A post-nuptual agreement is a private contract between spouses, entered into after marriage, that defines and delineates the division of certain assets in the event of a separation or divorce.
When are they used?
They are most common in marriages in which a significant amount of wealth or independent assets are involved. They can be useful for blended families in which one or both spouses have children from prior relationships whose interests they wish to protect.
Adultery clauses are also popular in post-nuptual agreements. Such a clause outlines the consequence a party will endure, such as alimony or a financial penalty, should it be proven that they committed adultery. For example, the unfaithful spouse could agree to forfeit their equity in the home.
What makes them different from a Pre-Nuptual Agreement?
Pre-nuptual agreements perform the same or similar function, but by their definition, a pre-nuptual agreement is reached prior to the marriage. Pre-nups cannot anticipate the significant changes that can and do occur during the course of a marriage.
Even couples who are still madly in love with each other can experience changes.

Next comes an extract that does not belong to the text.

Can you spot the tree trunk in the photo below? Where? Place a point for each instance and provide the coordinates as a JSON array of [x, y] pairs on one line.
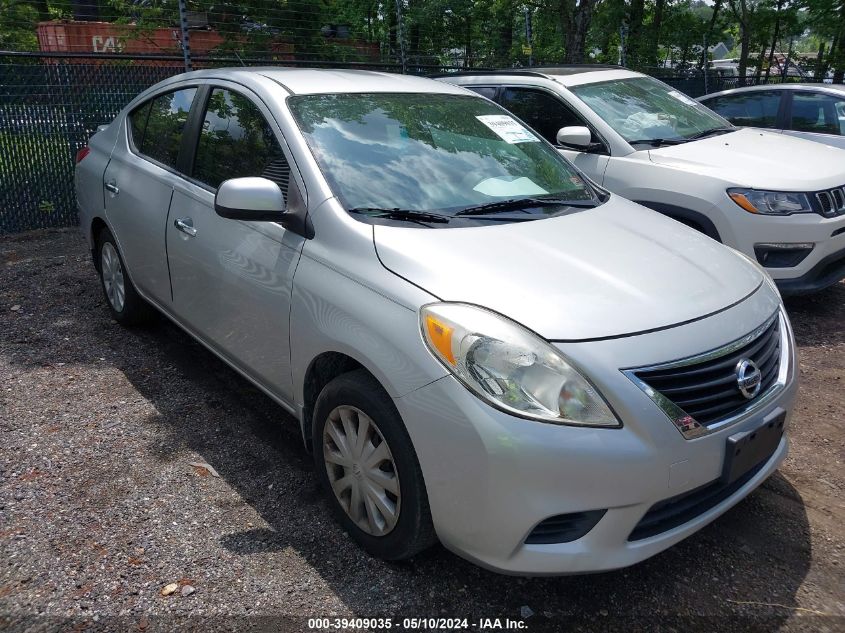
[[838, 53], [744, 44], [717, 7], [468, 47], [635, 33], [576, 37], [818, 74], [759, 73], [504, 18], [774, 38], [392, 41], [659, 6]]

For example, perhaps over time one of the parties has made a series of poor financial decisions, or taken on a significant amount of debt. Or, perhaps a child of a previous marriage has been identified and a spouse wishes to protect their entitlement through inheritance or otherwise.

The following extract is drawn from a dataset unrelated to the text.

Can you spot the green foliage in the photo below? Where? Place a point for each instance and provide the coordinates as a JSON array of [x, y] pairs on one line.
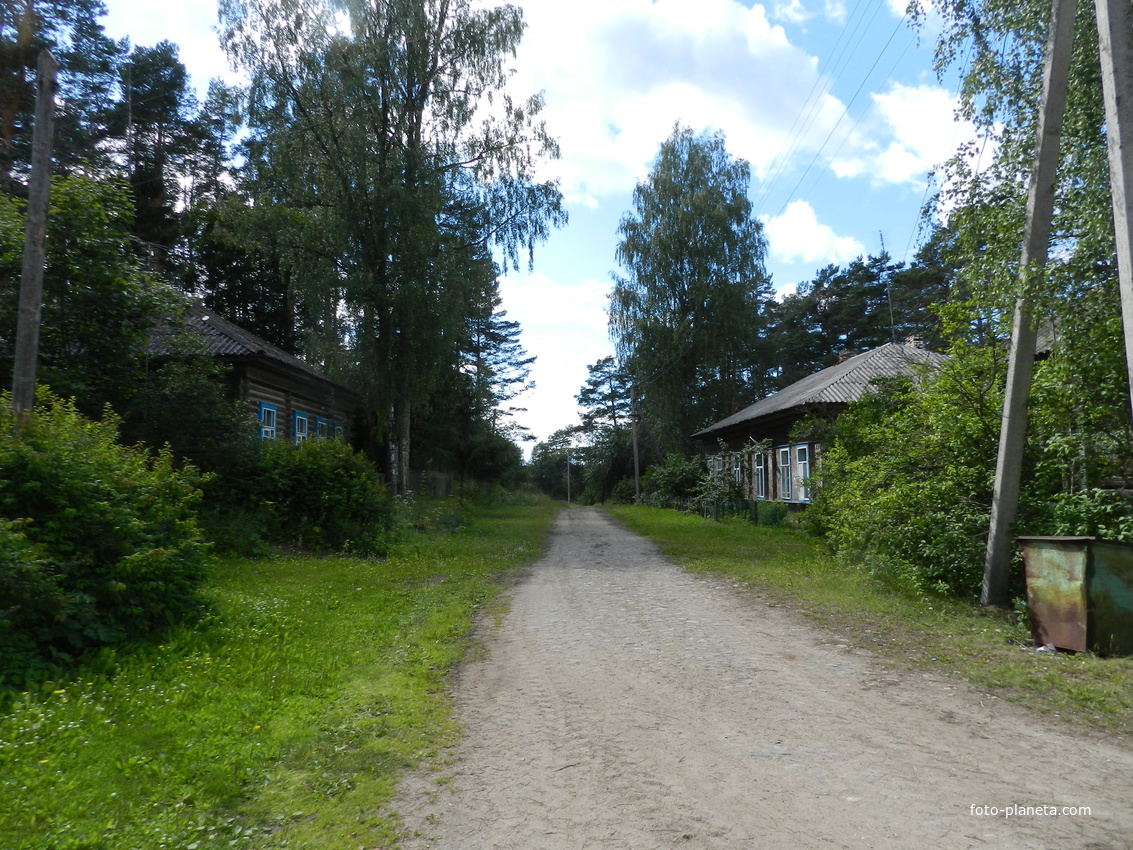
[[855, 308], [283, 720], [773, 515], [906, 487], [104, 544], [320, 495], [98, 306], [383, 139], [181, 402], [687, 316], [679, 477]]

These agreements are not common, and may be difficult to enforce, especially if not carefully written. However, for some couples they may be worth pursuing and all couples should at a minimum consider the future in all the decisions they make.
This article is for general information only and is not intended as and does not constitute legal advice or solicitation of a prospective client. It should not be relied on for legal advice in any particular factual circumstance.